Hyperparameter Tuning in Vertex AI: Neural Network Example
Last updated on 2026-03-05 | Edit this page
Estimated time: 50 minutes
Overview
Questions
- How can we efficiently manage hyperparameter tuning in Vertex
AI?
- How can we parallelize tuning jobs to optimize time without increasing costs?
Objectives
- Set up and run a hyperparameter tuning job in Vertex AI.
- Define search spaces using
DoubleParameterSpecandIntegerParameterSpec. - Log and capture objective metrics for evaluating tuning
success.
- Optimize tuning setup to balance cost and efficiency, including parallelization.
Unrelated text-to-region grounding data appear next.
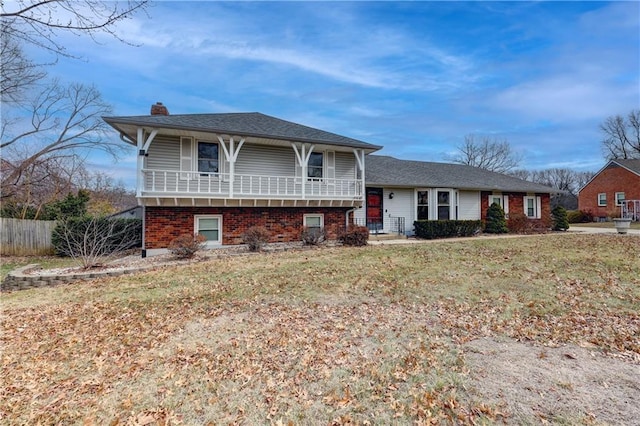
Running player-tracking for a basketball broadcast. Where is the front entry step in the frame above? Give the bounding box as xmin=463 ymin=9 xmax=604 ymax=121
xmin=369 ymin=233 xmax=408 ymax=241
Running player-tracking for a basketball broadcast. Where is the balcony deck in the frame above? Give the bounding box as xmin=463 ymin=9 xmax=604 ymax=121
xmin=140 ymin=169 xmax=363 ymax=206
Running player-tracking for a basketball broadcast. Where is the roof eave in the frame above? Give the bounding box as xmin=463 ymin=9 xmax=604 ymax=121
xmin=102 ymin=116 xmax=382 ymax=152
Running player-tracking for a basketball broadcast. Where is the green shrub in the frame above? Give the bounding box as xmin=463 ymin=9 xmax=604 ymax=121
xmin=338 ymin=225 xmax=369 ymax=246
xmin=301 ymin=226 xmax=328 ymax=245
xmin=484 ymin=202 xmax=508 ymax=234
xmin=168 ymin=233 xmax=207 ymax=259
xmin=243 ymin=226 xmax=271 ymax=251
xmin=552 ymin=206 xmax=570 ymax=231
xmin=567 ymin=209 xmax=593 ymax=223
xmin=413 ymin=220 xmax=482 ymax=239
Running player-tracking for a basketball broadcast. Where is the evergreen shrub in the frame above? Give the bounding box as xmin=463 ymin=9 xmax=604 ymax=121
xmin=413 ymin=220 xmax=482 ymax=239
xmin=484 ymin=202 xmax=508 ymax=234
xmin=552 ymin=205 xmax=570 ymax=231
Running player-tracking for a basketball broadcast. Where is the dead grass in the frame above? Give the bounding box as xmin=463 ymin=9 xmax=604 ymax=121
xmin=1 ymin=234 xmax=639 ymax=424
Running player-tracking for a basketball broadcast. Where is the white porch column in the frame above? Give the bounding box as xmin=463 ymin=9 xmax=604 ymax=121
xmin=136 ymin=128 xmax=143 ymax=198
xmin=353 ymin=148 xmax=366 ymax=200
xmin=217 ymin=135 xmax=245 ymax=198
xmin=136 ymin=128 xmax=158 ymax=198
xmin=292 ymin=143 xmax=315 ymax=199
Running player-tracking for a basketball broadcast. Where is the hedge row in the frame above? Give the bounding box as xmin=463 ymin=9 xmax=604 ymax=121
xmin=413 ymin=220 xmax=482 ymax=239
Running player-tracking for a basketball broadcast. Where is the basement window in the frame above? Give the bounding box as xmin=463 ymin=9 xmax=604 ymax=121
xmin=304 ymin=214 xmax=324 ymax=229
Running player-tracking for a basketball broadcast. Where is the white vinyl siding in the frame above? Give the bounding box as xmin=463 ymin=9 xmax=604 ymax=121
xmin=146 ymin=135 xmax=181 ymax=170
xmin=335 ymin=152 xmax=357 ymax=179
xmin=458 ymin=191 xmax=481 ymax=220
xmin=235 ymin=144 xmax=295 ymax=176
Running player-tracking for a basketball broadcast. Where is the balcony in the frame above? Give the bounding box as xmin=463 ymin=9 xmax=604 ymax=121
xmin=140 ymin=169 xmax=363 ymax=206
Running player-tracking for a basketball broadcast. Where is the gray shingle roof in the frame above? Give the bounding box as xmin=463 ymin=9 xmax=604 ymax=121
xmin=365 ymin=155 xmax=557 ymax=193
xmin=103 ymin=112 xmax=381 ymax=151
xmin=614 ymin=158 xmax=640 ymax=175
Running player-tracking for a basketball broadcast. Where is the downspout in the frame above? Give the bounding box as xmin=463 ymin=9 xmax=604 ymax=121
xmin=346 ymin=207 xmax=357 ymax=229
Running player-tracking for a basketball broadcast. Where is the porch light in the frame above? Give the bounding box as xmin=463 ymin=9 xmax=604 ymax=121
xmin=389 ymin=192 xmax=394 ymax=199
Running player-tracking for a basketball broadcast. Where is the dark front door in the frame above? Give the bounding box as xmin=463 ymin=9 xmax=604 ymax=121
xmin=366 ymin=187 xmax=383 ymax=232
In the previous episode (Episode 5) you submitted a single PyTorch training job to Vertex AI and inspected its artifacts. That gave you one model trained with one set of hyperparameters. In practice, choices like learning rate, early-stopping patience, and regularization thresholds can dramatically affect model quality — and the best combination is rarely obvious up front.
In this episode we’ll use Vertex AI’s Hyperparameter Tuning Jobs to systematically search for better settings. The key is defining a clear search space, ensuring metrics are properly logged, and keeping costs manageable by controlling the number of trials and level of parallelization.
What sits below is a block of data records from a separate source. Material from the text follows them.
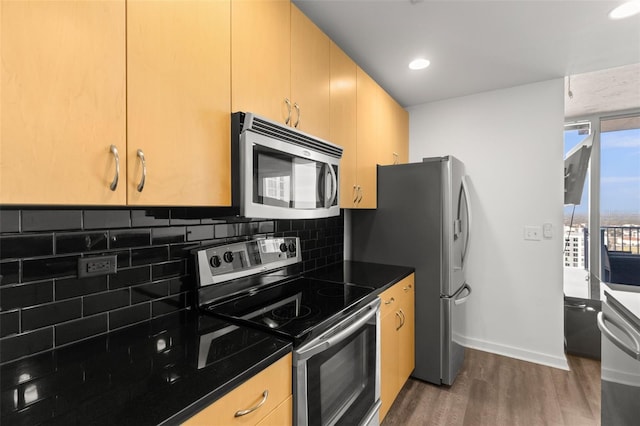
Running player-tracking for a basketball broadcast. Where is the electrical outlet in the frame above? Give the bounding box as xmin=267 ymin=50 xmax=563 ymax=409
xmin=543 ymin=223 xmax=553 ymax=239
xmin=524 ymin=225 xmax=542 ymax=241
xmin=78 ymin=255 xmax=118 ymax=277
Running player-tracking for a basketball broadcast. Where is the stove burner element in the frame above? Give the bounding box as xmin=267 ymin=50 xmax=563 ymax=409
xmin=317 ymin=287 xmax=346 ymax=298
xmin=272 ymin=304 xmax=312 ymax=320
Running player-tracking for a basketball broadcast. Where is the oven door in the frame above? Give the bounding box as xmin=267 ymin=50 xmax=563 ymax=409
xmin=240 ymin=130 xmax=340 ymax=219
xmin=294 ymin=299 xmax=381 ymax=426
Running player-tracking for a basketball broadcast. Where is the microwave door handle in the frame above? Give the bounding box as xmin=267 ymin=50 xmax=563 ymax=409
xmin=325 ymin=163 xmax=338 ymax=208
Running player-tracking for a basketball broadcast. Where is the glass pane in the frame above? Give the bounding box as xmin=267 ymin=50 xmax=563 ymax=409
xmin=563 ymin=126 xmax=591 ymax=298
xmin=600 ymin=115 xmax=640 ymax=286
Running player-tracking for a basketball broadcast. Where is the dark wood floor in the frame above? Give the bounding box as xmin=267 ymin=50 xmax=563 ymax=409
xmin=382 ymin=349 xmax=601 ymax=426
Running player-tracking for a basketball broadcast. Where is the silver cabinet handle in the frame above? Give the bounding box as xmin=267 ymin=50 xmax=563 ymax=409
xmin=395 ymin=311 xmax=402 ymax=330
xmin=597 ymin=312 xmax=640 ymax=360
xmin=356 ymin=186 xmax=363 ymax=203
xmin=234 ymin=390 xmax=269 ymax=417
xmin=403 ymin=284 xmax=412 ymax=292
xmin=384 ymin=297 xmax=395 ymax=305
xmin=399 ymin=309 xmax=406 ymax=328
xmin=393 ymin=152 xmax=399 ymax=165
xmin=293 ymin=102 xmax=301 ymax=128
xmin=136 ymin=149 xmax=146 ymax=192
xmin=352 ymin=185 xmax=358 ymax=204
xmin=109 ymin=145 xmax=120 ymax=191
xmin=284 ymin=98 xmax=292 ymax=125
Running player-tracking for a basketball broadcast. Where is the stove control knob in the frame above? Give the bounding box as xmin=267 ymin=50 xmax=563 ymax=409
xmin=288 ymin=243 xmax=296 ymax=253
xmin=209 ymin=255 xmax=221 ymax=268
xmin=279 ymin=243 xmax=288 ymax=252
xmin=223 ymin=251 xmax=234 ymax=263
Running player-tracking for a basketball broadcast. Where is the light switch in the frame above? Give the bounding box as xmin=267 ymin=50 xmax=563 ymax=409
xmin=524 ymin=225 xmax=542 ymax=241
xmin=543 ymin=223 xmax=553 ymax=239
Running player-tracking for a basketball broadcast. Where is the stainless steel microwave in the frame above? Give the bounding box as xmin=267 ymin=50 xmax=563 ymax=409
xmin=231 ymin=112 xmax=343 ymax=219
Key steps for hyperparameter tuning
The overall process involves these steps:
- Prepare the training script and ensure metrics are logged.
- Define the hyperparameter search space.
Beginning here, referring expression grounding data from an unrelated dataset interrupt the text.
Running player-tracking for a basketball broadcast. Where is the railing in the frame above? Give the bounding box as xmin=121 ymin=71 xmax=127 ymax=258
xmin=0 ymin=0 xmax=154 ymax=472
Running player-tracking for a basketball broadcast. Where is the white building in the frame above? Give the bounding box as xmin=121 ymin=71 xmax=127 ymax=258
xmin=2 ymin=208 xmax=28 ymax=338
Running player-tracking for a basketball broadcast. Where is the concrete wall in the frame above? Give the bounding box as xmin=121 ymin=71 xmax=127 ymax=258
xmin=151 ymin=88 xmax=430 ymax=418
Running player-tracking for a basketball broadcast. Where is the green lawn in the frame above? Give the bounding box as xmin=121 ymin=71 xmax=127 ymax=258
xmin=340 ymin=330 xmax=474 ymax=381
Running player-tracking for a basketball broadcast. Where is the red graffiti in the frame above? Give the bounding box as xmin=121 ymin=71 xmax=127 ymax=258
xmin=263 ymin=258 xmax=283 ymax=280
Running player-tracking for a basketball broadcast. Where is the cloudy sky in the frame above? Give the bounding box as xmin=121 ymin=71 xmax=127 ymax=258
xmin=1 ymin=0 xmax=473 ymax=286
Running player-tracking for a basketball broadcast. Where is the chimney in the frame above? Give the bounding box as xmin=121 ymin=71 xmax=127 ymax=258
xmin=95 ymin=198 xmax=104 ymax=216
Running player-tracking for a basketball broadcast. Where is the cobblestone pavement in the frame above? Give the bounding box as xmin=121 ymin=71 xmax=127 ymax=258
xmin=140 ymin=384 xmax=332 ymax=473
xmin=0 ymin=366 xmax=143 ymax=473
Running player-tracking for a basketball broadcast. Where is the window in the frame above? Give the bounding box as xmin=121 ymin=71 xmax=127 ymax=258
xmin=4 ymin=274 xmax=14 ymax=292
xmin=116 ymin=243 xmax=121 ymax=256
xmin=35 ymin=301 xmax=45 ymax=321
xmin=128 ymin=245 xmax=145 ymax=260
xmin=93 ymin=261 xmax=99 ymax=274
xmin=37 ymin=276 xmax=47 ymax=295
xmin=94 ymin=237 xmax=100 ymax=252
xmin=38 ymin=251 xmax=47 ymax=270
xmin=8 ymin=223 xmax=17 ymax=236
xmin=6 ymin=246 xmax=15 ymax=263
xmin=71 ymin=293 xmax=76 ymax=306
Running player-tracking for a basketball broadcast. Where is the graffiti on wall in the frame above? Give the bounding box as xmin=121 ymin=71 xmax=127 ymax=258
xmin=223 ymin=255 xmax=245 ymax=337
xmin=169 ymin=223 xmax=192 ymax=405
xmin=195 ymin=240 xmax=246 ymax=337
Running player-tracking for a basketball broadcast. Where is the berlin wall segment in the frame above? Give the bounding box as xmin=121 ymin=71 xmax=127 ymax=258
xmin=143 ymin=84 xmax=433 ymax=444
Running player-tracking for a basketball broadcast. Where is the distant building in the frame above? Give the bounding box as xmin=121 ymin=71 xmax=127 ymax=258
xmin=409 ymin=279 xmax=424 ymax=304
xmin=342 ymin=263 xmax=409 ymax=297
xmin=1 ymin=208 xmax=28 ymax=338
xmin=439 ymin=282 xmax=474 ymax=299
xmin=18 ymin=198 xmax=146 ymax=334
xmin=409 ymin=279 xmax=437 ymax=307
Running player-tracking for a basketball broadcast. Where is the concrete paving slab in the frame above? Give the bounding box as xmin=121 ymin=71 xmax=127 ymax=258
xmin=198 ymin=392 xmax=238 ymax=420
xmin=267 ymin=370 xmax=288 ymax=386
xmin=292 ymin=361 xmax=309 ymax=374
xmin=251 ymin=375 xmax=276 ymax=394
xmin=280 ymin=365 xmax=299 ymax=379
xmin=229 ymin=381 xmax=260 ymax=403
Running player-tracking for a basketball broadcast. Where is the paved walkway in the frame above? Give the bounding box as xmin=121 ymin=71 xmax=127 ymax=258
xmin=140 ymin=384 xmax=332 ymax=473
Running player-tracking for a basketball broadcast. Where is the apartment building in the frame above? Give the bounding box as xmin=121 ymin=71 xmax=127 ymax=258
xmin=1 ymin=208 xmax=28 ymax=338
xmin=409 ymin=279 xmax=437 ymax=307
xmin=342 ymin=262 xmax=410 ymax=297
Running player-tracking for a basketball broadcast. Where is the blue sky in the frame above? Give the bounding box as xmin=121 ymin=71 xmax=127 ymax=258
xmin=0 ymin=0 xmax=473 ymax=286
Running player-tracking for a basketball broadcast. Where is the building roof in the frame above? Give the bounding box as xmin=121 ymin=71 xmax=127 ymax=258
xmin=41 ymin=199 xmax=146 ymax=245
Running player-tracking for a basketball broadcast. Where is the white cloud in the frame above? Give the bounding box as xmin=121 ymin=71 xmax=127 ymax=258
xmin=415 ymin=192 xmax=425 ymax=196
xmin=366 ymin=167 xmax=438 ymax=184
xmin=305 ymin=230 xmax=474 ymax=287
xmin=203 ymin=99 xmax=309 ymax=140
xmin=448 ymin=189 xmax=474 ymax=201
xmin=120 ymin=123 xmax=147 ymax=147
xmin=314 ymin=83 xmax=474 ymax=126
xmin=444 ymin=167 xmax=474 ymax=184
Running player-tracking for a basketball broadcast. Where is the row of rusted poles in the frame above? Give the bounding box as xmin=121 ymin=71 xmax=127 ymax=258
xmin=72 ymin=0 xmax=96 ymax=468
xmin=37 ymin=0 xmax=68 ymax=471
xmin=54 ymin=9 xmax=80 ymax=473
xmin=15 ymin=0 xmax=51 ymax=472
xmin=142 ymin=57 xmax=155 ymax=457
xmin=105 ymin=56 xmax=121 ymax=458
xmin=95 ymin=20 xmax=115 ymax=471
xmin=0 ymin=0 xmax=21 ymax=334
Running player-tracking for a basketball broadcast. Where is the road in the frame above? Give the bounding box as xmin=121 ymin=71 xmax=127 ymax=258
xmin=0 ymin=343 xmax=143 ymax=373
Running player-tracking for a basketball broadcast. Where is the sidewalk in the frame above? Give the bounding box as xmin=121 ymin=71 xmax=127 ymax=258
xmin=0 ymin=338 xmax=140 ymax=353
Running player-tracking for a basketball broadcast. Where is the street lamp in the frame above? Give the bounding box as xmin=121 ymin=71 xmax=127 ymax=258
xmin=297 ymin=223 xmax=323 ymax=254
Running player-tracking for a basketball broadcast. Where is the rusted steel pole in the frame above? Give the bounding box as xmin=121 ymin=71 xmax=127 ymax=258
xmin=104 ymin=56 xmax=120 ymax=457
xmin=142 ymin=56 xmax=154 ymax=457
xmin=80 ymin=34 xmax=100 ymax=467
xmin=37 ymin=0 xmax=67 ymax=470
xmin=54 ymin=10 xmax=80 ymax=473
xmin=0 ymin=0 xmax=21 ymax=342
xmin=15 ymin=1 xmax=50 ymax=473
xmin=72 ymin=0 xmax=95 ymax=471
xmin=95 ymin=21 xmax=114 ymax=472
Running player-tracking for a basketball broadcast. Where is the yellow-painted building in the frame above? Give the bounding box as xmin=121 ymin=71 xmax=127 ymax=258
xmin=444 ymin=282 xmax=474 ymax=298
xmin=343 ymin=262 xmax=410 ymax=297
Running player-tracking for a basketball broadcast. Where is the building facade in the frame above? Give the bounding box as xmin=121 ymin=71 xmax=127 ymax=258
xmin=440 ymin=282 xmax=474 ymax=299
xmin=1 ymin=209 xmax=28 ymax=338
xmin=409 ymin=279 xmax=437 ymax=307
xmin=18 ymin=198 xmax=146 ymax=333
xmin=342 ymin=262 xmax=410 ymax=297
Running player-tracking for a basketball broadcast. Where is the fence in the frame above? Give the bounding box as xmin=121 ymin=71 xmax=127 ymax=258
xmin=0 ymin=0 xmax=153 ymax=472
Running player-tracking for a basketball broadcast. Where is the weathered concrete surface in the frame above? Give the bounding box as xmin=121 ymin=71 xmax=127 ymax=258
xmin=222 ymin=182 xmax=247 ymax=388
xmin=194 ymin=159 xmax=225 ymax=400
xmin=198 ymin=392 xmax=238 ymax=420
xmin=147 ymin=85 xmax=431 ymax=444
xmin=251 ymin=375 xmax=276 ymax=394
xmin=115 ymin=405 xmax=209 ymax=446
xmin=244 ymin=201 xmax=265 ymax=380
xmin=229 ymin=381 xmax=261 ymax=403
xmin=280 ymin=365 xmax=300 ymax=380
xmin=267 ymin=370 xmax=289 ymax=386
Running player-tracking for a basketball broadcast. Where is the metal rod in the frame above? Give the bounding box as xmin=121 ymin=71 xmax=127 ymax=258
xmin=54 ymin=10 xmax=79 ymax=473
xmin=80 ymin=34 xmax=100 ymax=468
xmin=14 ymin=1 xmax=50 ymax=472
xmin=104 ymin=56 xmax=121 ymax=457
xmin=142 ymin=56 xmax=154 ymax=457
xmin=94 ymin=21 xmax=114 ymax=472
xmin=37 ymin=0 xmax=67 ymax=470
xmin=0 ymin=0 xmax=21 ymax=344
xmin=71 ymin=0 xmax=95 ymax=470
- Configure a hyperparameter tuning job in Vertex AI.
- Set data paths and launch the tuning job.
- Monitor progress in the Vertex AI Console.
- Extract the best model and inspect recorded metrics.
Initial setup
1. Open pre-filled notebook
Navigate to
/Intro_GCP_for_ML/notebooks/06-Hyperparameter-tuning.ipynb
to begin this notebook. Select the PyTorch environment
(kernel). Local PyTorch is only needed for local tests — your
Vertex AI job uses the container specified by
container_uri (e.g., pytorch-xla.2-4.py310),
so it brings its own framework at run time.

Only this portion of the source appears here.